僕は診察が終わると黒いケースのような箱にいれられた。
そして、車に乗せられて、その女の人の家に帰って行ったんだ。
僕はその女の人の家に帰るとまたミルクを飲ませてもらった。
僕は黒いケースのような箱の中で眠った。
翌朝、僕は女の人と黒いケースのような入れ物に入れられて一緒にどこかに行った。
そこにはたくさんの人たちがいたんだ。
そこは女の人が働く会社のようだった。
僕は黒いケースのような入れ物に入れられて机の下に置かれた。
僕は朝、ミルクを飲んだのでお腹がいっぱいだった。
そしてまた、眠ってしまった。
お腹がすくと目が覚めてその人に「にゃ~!にゃ~!」と鳴いた。
すると女の人は僕を黒いケースから出してミルクを飲ませてくれた。
僕はお腹がいっぱいになるとまた眠ってしまった。
そんな日が何日か続いて行った。
僕は毎日その女の人と一緒に会社に行っていたんだ。
そんなある日。
女の人は僕にこう言ってきた。
「あなたはこれから私の家で暮らすのよ。
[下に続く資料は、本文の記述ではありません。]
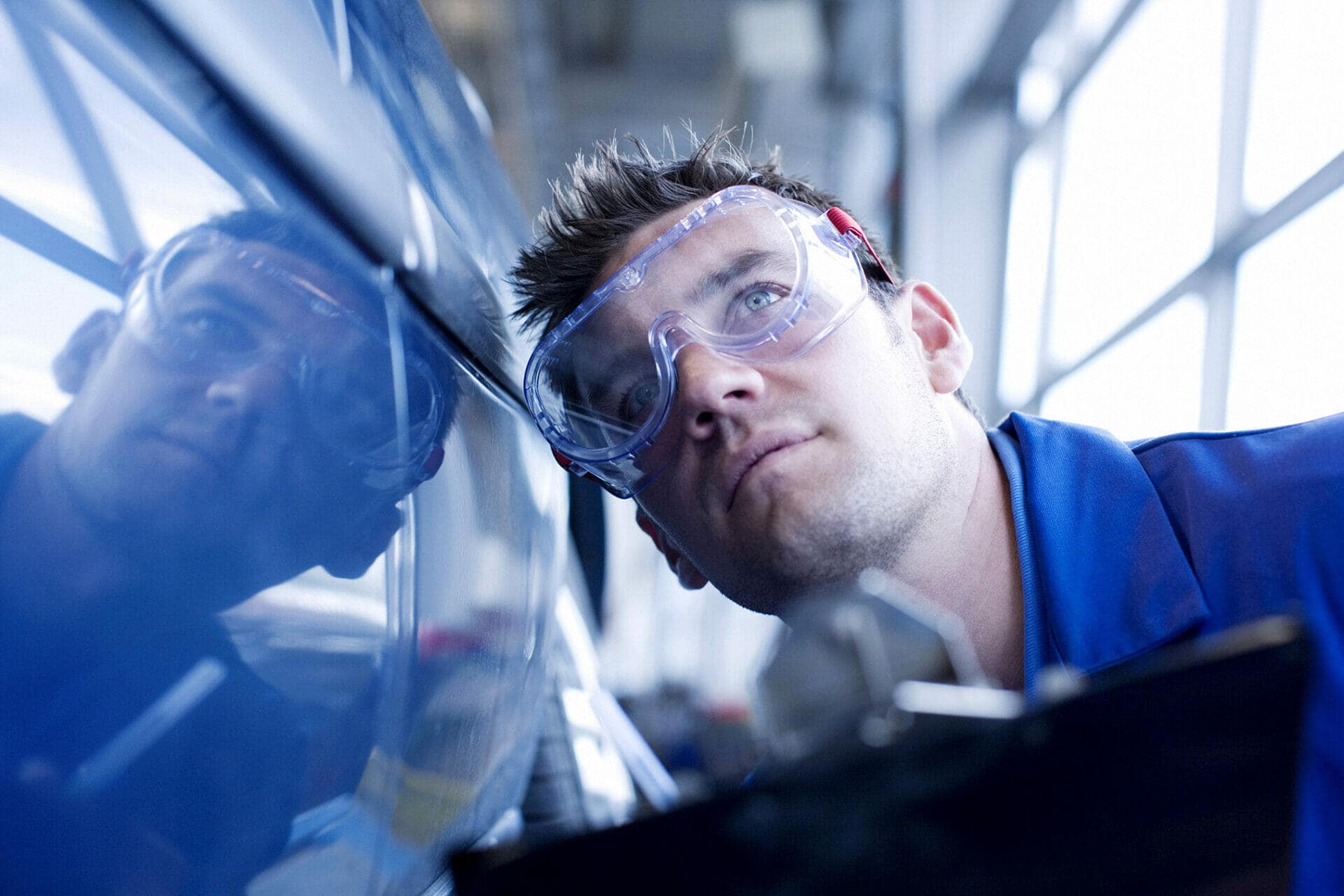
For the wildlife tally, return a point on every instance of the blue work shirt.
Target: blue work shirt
(1126, 547)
名前をつけましょうね」
そう言うと優しく僕をなでてくれた。
僕はその女の人に「にゃ~!」と鳴いたんだ。
「あなたはよく鳴くから『にゃあちゃん』て名前にするわ」
女の人はそう言って僕を抱き上げた。
その時、僕は新しいお母さんができたのだと思ったんだ。
とても嬉しかった。
そして僕はただの黒猫から「にゃあちゃん」ていう名前をつけてもらった。
僕の片目はあまり良く見えないけど、新しいお母さんを一生守っていこうとその時思ったんだ。
僕はお母さんのナイトになると決めた。
僕はお母さんと一緒にいるととても幸せだった。
僕は今日もお母さんを守っている。
おわり。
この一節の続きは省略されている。